Obama’s actions form the DACA and DAPA programs, which create “deferred action” for both those who entered the U.S. as children and undocumented parents of U.S. citizen children. Under the executive actions, both groups will not be deported, and will be allowed to apply for work permits. Though these actions were announced in 2014, they were immediately challenged in a Texas district court, a challenge supported in 2015 by a New Orleans appeal court.
The Obama administration argues that these actions can be upheld under prosecutorial discretion, which allows the courts to choose not to pursue deportation against undocumented immigrants.

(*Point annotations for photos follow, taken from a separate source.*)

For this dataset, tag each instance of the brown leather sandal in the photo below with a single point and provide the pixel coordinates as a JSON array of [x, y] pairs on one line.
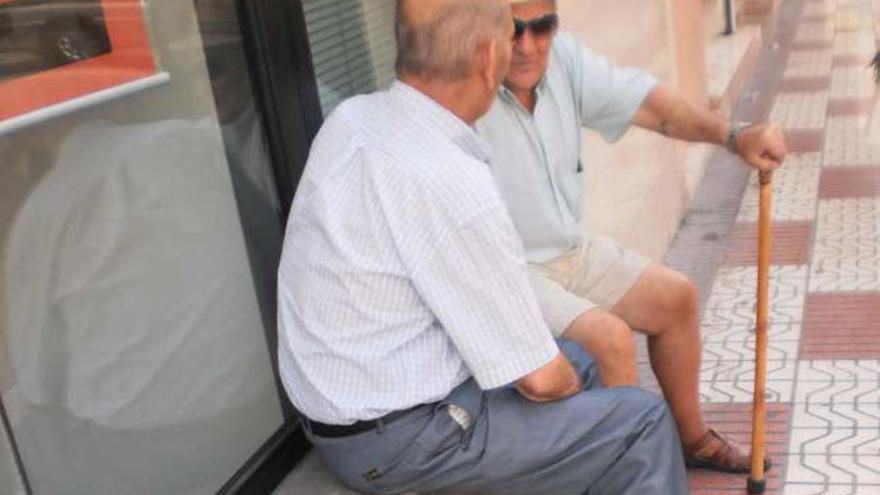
[[719, 453]]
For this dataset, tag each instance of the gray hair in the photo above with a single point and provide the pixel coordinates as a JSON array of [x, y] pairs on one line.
[[440, 44]]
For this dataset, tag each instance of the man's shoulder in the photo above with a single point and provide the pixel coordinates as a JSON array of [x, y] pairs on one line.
[[569, 51]]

SCOTUSblog, a popular legal analysis website, notes that the Supreme Court will adjudicate not only the constitutionality of the proposed program, but also the rights of states to rule on federal programs like this. “In addition to that issue, the case involves whether the states had a legal right to sue, or are barred from doing so under Article III; whether the policy is ‘arbitrary’ and beyond the president’s powers over immigration policy, and whether it is illegal because the government did not seek public reaction to it before adopting it as policy,” they write.
Given that neither DACA nor DAPA will apply to undocumented immigrants who arrived after 2014, Immigration and Customs Enforcement (ICE) will continue its deportation priorities for those who entered without inspection since that time. Stays of removal that are currently in place for those who entered after this date are now being ignored, according to a supervisor in the Atlanta ICE Reporting Office.
The Court will hear oral argument in Texas in April, and is expected to rule on the case in June.